Dastan Chavarría Martínez, el niño de dos años arrebatado a su madre en Misiones de San Francisco, Coronango, ya fue localizado sano y salvo.
Pero mientras la Fiscalía de Puebla movía cielo, mar y tierra para encontrarlo, la de Tlaxcala volvió a hacer lo que mejor sabe hacer: decir que no sabía nada.
La Fiscalía General del Estado de Puebla (FGE), en coordinación con autoridades del estado de Tlaxcala, localizó con vida a un niño de dos años de edad, reportado como víctima de sustracción de menor en el municipio de Coronango. #FiscalíaInforma https://t.co/YViMtFLOR7 pic.twitter.com/h5k5TCZo1u
— FGE Puebla (@FiscaliaPuebla) September 9, 2026
Otra vez el mismo cuento de la vecina entidad, que solo reacciona cuando ya le ponen el caso resuelto en la puerta.
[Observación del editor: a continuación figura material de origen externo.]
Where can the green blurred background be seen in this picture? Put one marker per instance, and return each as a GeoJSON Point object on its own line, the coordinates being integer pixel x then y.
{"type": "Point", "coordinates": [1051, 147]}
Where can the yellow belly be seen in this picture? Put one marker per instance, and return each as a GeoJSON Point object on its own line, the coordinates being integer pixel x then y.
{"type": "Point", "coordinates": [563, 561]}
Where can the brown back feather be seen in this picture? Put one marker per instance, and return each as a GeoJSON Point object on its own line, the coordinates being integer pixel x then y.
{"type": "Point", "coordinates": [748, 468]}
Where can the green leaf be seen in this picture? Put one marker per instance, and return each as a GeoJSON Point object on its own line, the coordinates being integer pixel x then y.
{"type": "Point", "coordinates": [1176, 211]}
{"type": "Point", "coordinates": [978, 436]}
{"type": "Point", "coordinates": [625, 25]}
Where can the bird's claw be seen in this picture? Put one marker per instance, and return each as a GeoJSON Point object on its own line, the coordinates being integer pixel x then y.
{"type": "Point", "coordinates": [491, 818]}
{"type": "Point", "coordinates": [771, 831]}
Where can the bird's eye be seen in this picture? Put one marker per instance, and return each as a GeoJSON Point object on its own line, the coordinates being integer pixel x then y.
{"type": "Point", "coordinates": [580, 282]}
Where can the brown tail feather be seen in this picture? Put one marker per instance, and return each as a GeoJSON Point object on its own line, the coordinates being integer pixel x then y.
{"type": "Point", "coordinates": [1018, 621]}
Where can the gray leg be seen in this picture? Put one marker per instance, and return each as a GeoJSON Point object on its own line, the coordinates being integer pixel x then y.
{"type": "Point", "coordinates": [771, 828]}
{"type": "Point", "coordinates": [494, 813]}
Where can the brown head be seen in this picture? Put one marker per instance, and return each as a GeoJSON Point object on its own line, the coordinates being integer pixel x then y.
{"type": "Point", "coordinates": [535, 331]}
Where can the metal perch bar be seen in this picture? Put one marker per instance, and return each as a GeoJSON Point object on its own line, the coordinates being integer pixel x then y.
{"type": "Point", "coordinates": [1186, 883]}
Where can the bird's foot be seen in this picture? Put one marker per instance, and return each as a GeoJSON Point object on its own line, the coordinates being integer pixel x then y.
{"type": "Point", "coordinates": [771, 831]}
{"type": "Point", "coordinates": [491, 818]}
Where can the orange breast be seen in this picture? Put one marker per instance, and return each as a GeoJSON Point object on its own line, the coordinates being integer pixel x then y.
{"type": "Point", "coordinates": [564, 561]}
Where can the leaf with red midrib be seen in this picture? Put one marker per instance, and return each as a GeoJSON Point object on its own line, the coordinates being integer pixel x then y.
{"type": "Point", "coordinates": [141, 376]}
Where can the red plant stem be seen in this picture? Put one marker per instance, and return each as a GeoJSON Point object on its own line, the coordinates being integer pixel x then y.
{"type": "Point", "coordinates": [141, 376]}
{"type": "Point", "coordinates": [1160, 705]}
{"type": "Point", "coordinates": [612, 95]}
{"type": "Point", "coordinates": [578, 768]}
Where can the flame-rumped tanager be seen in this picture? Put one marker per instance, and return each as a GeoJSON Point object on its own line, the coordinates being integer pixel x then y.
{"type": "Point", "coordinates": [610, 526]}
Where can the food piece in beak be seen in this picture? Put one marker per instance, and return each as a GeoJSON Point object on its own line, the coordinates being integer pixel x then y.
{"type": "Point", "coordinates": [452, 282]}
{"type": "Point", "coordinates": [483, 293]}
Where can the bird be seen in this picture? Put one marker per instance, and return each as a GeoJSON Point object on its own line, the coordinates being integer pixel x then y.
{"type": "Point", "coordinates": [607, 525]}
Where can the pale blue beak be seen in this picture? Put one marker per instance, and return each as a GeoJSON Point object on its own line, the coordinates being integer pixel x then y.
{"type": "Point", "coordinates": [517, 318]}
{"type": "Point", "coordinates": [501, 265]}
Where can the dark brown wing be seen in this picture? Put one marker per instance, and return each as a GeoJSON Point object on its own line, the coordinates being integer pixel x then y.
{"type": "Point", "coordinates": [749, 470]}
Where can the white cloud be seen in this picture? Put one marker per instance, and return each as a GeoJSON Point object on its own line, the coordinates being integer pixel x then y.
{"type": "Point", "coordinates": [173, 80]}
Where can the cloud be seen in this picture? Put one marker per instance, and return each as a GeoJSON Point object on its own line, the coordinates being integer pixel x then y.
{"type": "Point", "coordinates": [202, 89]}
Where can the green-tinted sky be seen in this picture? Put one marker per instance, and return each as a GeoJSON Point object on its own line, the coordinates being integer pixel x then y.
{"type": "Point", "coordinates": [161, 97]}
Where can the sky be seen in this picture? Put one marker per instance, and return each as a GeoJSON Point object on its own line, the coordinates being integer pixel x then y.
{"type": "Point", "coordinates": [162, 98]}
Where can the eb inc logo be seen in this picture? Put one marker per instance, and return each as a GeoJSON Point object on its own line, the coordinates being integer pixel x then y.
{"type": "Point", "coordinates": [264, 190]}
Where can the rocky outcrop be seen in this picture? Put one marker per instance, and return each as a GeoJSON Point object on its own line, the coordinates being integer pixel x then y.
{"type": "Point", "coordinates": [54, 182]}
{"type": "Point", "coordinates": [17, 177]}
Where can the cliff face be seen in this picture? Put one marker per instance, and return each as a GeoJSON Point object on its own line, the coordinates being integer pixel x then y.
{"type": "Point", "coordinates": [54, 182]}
Porque, seamos honestos, esto nunca fue un secuestro al azar. Dos sujetos interceptaron a la madre en plena calle, la derribaron y se llevaron al niño frente a cámaras y vecinos.
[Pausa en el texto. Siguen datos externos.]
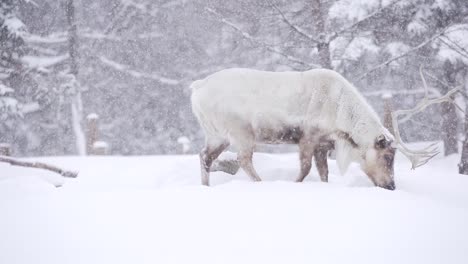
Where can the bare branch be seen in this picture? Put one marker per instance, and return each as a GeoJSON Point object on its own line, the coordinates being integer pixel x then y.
{"type": "Point", "coordinates": [404, 54]}
{"type": "Point", "coordinates": [126, 69]}
{"type": "Point", "coordinates": [364, 19]}
{"type": "Point", "coordinates": [454, 46]}
{"type": "Point", "coordinates": [39, 165]}
{"type": "Point", "coordinates": [260, 43]}
{"type": "Point", "coordinates": [295, 28]}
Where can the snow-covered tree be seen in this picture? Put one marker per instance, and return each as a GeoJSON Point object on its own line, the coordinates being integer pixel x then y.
{"type": "Point", "coordinates": [11, 51]}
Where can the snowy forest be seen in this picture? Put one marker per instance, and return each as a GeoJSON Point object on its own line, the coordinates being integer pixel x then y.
{"type": "Point", "coordinates": [131, 62]}
{"type": "Point", "coordinates": [105, 106]}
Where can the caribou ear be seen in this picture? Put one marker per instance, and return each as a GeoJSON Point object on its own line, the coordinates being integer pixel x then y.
{"type": "Point", "coordinates": [381, 142]}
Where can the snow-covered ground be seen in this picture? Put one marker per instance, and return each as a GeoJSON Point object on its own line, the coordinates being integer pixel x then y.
{"type": "Point", "coordinates": [152, 209]}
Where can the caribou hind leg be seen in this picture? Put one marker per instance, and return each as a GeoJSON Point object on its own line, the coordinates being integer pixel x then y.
{"type": "Point", "coordinates": [245, 161]}
{"type": "Point", "coordinates": [306, 151]}
{"type": "Point", "coordinates": [320, 156]}
{"type": "Point", "coordinates": [209, 153]}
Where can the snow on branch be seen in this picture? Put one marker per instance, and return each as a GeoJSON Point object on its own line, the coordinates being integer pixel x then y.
{"type": "Point", "coordinates": [126, 69]}
{"type": "Point", "coordinates": [364, 19]}
{"type": "Point", "coordinates": [404, 54]}
{"type": "Point", "coordinates": [258, 42]}
{"type": "Point", "coordinates": [294, 27]}
{"type": "Point", "coordinates": [39, 165]}
{"type": "Point", "coordinates": [50, 39]}
{"type": "Point", "coordinates": [43, 62]}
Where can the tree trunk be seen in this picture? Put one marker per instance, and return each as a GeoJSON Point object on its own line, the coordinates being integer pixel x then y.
{"type": "Point", "coordinates": [449, 115]}
{"type": "Point", "coordinates": [323, 47]}
{"type": "Point", "coordinates": [76, 103]}
{"type": "Point", "coordinates": [463, 165]}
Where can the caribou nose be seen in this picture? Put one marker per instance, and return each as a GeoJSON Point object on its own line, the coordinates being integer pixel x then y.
{"type": "Point", "coordinates": [390, 186]}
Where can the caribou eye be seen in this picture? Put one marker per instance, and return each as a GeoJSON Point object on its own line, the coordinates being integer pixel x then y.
{"type": "Point", "coordinates": [388, 159]}
{"type": "Point", "coordinates": [381, 143]}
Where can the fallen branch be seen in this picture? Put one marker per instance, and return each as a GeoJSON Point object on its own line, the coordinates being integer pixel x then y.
{"type": "Point", "coordinates": [39, 165]}
{"type": "Point", "coordinates": [227, 166]}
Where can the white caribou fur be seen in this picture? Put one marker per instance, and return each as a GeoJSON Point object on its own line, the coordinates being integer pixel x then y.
{"type": "Point", "coordinates": [233, 100]}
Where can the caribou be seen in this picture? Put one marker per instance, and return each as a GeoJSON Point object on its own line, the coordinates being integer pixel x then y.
{"type": "Point", "coordinates": [316, 109]}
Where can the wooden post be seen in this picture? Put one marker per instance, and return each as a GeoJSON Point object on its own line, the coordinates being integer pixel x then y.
{"type": "Point", "coordinates": [91, 132]}
{"type": "Point", "coordinates": [388, 108]}
{"type": "Point", "coordinates": [5, 149]}
{"type": "Point", "coordinates": [100, 148]}
{"type": "Point", "coordinates": [184, 144]}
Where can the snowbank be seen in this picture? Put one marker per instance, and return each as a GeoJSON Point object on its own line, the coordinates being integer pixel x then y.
{"type": "Point", "coordinates": [153, 210]}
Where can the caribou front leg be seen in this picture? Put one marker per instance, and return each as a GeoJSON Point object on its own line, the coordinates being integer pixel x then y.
{"type": "Point", "coordinates": [306, 151]}
{"type": "Point", "coordinates": [245, 161]}
{"type": "Point", "coordinates": [320, 156]}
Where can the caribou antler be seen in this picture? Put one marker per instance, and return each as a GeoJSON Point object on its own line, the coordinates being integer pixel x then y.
{"type": "Point", "coordinates": [419, 157]}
Pero detrás del video viral estaba la verdadera historia: un conflicto de custodia entre los padres. La madre reconoció a uno de los agresores, lo que confirmó que no se trató de criminales desconocidos, sino de gente cercana al papá del menor, quien todo indica que ordenó la sustracción.
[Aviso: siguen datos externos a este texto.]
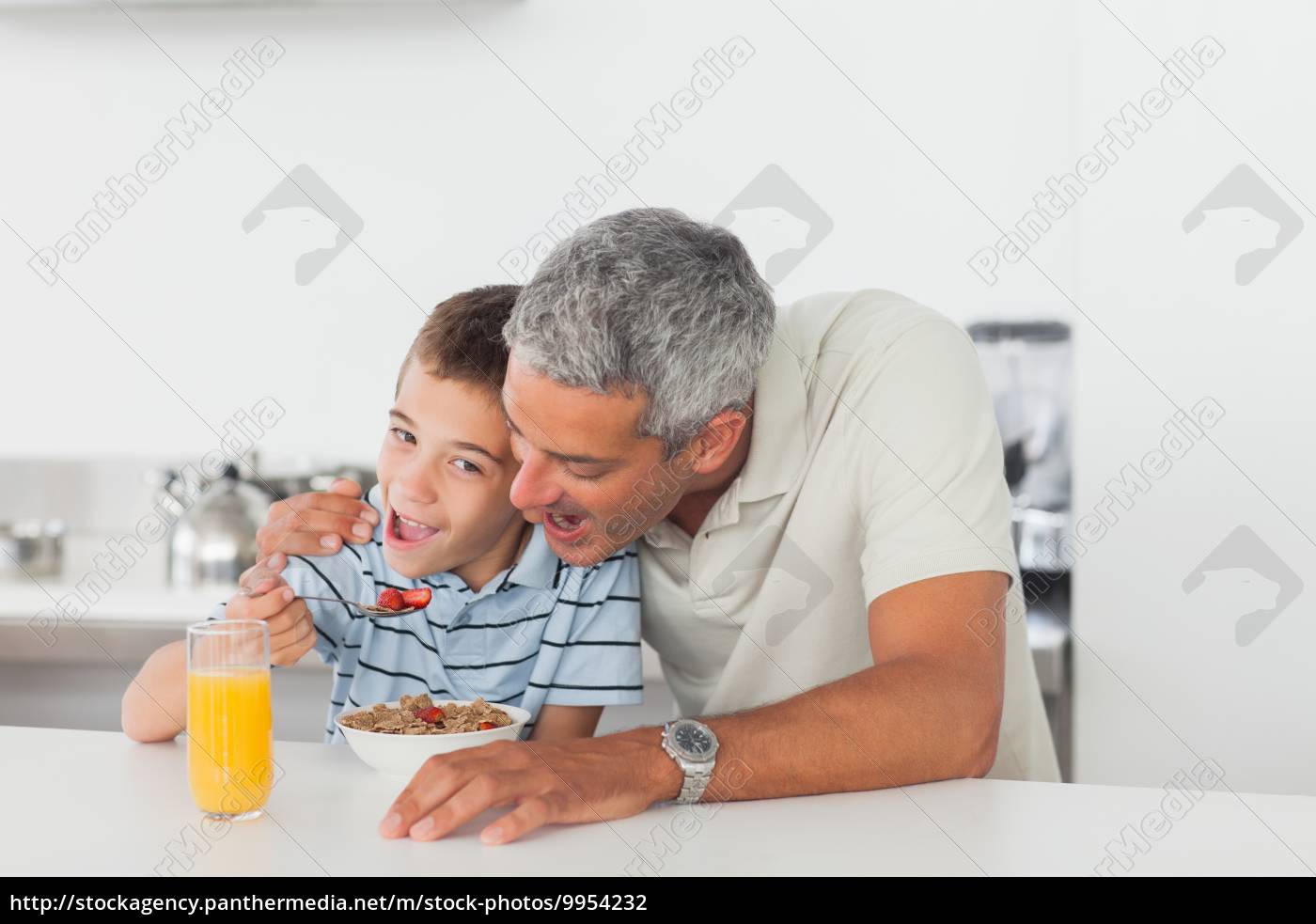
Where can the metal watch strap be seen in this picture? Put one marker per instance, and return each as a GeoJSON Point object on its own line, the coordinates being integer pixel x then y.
{"type": "Point", "coordinates": [693, 788]}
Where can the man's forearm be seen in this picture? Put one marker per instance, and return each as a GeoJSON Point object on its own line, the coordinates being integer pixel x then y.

Ademas, fue una familiar del papá de Dastan quien avisó a las autoridades poblanas sobre el paradero del niño, no un operativo brillante de Tlaxcala.
El menor apareció en Santa María Acuitlapilco, en casa de su abuela paterna, quien terminó entregándolo. Es decir, mientras Puebla investigaba, coordinaba y localizaba, Tlaxcala se limitó a esperar a que le tocaran la puerta.
El menor está de vuelta, sano y salvo, pero la historia deja una lección incómoda: la violencia familiar sigue disfrazándose de crimen, y Tlaxcala sigue confirmando que su nivel de reacción ante estos casos es prácticamente inexistente hasta que alguien más hace el trabajo por ellos.